Websites maintained by fringe Hindutva groups are dedicated to popularizing this theory. If anything, they are further amplified as it helps in the cause of revisionism where erasure of an Islamic and colonial past makes for the faster establishment of a Hindu Nation with a glorified Vedic past. Politicians and ministers from the BJP have repeatedly reiterated this theory, and on 24 July 2020, Kapil Mishra tweeted the same while citing Kreately, a propaganda website, as a source.
In 2018, Amit Shah, the present Home Minister of India told a gathering of BJP social media volunteers that “We are capable of delivering any message we want to the public, whether sweet or sour, true or fake. We can do this work only because we have 32 lakh people in our WhatsApp groups.

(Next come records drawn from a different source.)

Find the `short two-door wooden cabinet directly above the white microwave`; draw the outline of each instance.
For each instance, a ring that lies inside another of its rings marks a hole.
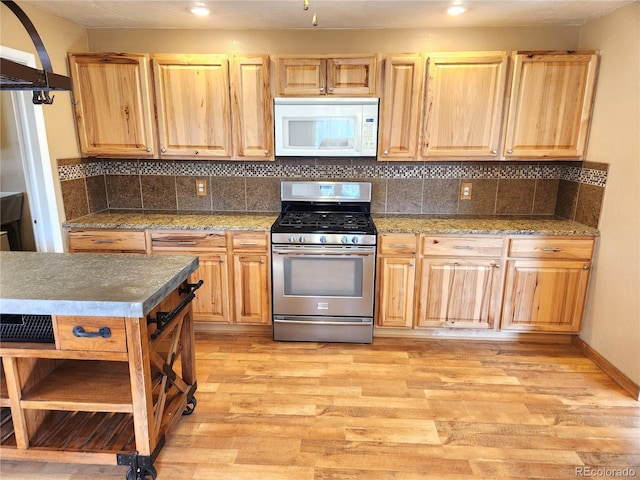
[[[274,57],[277,96],[374,96],[376,57]]]

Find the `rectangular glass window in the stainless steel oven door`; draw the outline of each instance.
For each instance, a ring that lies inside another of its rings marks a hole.
[[[362,270],[362,258],[285,258],[284,294],[359,298]]]

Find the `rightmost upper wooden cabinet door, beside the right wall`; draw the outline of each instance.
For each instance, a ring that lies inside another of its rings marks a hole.
[[[506,159],[584,158],[597,65],[591,52],[515,55]]]

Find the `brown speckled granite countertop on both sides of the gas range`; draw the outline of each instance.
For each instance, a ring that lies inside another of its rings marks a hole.
[[[266,230],[274,213],[94,213],[64,224],[67,228],[130,228],[176,230]],[[373,214],[380,233],[434,233],[486,235],[590,235],[596,228],[549,216],[464,217]]]

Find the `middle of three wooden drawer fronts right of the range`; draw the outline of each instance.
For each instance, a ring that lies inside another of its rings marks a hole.
[[[448,257],[499,257],[502,245],[502,238],[423,235],[421,252],[422,255]]]

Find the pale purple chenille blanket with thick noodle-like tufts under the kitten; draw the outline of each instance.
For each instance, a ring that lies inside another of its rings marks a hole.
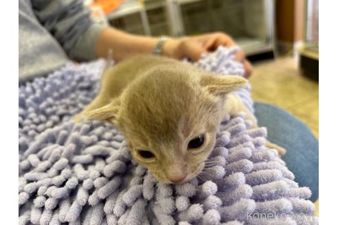
[[[235,51],[219,47],[195,64],[241,75]],[[157,182],[110,124],[74,123],[103,66],[67,64],[19,87],[19,224],[318,224],[311,191],[242,113],[223,119],[203,175],[182,185]],[[237,94],[252,109],[249,87]]]

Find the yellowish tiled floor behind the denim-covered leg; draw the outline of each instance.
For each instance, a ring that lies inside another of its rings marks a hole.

That is how we were able to make this viral.”
The Home Minister is correct: when something goes viral, whether true or fake, it can strip us of the chance to question its veracity. In psychology, this is known as the illusory truth effect, where a lie - if repeated often enough - begins to be believable. In the digital age, this is as easy as duplicating a message or building on an existing narrative, pushing it over and over again to legitimize it. According to researchers, Knowledge may not protect against illusory truth. It was found that a repeated statement is easier to process and is perceived as more truthful than new statements. This working of the illusory truth effect makes it a very successful method in political disinformation propaganda.

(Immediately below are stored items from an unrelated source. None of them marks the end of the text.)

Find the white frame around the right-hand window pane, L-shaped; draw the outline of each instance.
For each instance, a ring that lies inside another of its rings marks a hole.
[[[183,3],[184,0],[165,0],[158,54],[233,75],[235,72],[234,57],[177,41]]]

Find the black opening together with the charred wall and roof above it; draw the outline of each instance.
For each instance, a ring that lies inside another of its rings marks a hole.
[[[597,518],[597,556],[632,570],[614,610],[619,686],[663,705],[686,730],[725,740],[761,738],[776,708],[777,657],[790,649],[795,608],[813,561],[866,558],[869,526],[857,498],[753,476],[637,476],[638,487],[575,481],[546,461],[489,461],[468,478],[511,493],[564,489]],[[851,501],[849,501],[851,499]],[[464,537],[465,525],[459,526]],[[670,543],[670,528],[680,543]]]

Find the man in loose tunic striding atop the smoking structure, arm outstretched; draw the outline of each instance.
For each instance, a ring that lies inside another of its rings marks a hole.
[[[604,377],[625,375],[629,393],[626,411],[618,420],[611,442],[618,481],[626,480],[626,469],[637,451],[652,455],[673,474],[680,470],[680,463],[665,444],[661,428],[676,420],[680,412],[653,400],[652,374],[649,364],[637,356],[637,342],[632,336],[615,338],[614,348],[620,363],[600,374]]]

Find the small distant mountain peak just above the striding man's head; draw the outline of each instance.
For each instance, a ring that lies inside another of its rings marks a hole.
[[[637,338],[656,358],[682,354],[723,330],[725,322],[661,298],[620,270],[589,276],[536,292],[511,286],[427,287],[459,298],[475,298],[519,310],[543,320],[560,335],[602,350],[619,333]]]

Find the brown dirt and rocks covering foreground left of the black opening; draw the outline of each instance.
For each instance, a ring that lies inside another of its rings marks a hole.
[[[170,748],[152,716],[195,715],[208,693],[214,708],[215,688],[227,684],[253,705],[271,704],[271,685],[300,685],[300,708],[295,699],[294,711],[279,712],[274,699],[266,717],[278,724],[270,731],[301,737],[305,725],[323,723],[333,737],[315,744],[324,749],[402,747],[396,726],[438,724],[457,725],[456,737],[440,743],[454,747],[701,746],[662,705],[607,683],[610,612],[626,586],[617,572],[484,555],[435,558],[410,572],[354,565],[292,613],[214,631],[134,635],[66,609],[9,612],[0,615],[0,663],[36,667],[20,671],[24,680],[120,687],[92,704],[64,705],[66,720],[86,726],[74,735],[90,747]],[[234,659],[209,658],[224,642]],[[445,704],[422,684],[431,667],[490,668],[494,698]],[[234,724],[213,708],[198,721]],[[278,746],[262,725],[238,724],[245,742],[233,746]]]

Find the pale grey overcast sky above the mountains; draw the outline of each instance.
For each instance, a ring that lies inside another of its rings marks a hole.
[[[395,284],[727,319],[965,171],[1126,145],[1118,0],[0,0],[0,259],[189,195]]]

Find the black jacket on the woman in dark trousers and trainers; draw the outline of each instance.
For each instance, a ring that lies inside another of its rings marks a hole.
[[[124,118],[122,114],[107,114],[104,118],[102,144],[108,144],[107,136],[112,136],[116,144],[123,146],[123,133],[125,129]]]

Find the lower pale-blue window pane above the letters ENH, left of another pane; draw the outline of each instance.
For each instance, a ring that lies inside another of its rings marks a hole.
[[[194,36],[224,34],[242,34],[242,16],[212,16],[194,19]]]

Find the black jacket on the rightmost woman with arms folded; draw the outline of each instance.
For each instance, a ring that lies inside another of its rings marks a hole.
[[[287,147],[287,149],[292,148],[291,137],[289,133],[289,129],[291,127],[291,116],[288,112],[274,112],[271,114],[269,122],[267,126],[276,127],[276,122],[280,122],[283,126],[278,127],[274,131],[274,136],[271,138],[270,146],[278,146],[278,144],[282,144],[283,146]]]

Throughout history some monuments have been plagued by contentious statuses, either as products of political regimes or religious significance. One such monument is the Hagia Sophia, another UN World Heritage site in Istanbul, which both Christians and Muslims claim as a place of worship. Only earlier this month, after 86 years of being a museum, did the Hagia Sophia revert to become a mosque, though it was once a cathedral. A similar conflict took place in India, with court proceedings spanning over two decades to decide on the disputed land where the demolished Babri Masjid mosque stood, a location that was also claimed by Hindus as the birthplace of the deity Rama. The Supreme Court of India decided last year that there was evidence of a temple and preparations are currently underway to begin construction of a Ram Temple.

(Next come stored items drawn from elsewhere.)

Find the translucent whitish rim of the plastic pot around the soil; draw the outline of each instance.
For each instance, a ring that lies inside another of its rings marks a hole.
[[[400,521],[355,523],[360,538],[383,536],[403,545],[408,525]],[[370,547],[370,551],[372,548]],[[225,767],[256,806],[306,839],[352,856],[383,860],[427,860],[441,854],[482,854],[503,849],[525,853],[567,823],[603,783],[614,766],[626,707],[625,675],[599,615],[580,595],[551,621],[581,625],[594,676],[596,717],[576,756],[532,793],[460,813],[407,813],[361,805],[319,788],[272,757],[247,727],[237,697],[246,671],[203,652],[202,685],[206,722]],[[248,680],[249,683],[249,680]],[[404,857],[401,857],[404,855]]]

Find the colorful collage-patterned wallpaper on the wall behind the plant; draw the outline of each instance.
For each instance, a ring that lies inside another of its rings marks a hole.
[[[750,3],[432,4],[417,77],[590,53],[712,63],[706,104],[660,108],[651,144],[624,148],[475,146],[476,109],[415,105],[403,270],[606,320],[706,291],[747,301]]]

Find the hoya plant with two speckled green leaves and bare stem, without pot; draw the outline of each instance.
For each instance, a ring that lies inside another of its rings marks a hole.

The case of the Taj Mahal is quite different. This is a disinformation campaign designed as an alternative narration of history with absolute disregard for facts and evidence. Though repeatedly debunked by the ASI, the dogged repetition of the narrative means it runs the risk of sedimenting into “truth” for many people. Once an emblem of undying love, The Taj Mahal has become yet another symbol of the Sisyphean struggle to keep the truth from being drowned out by disinformation.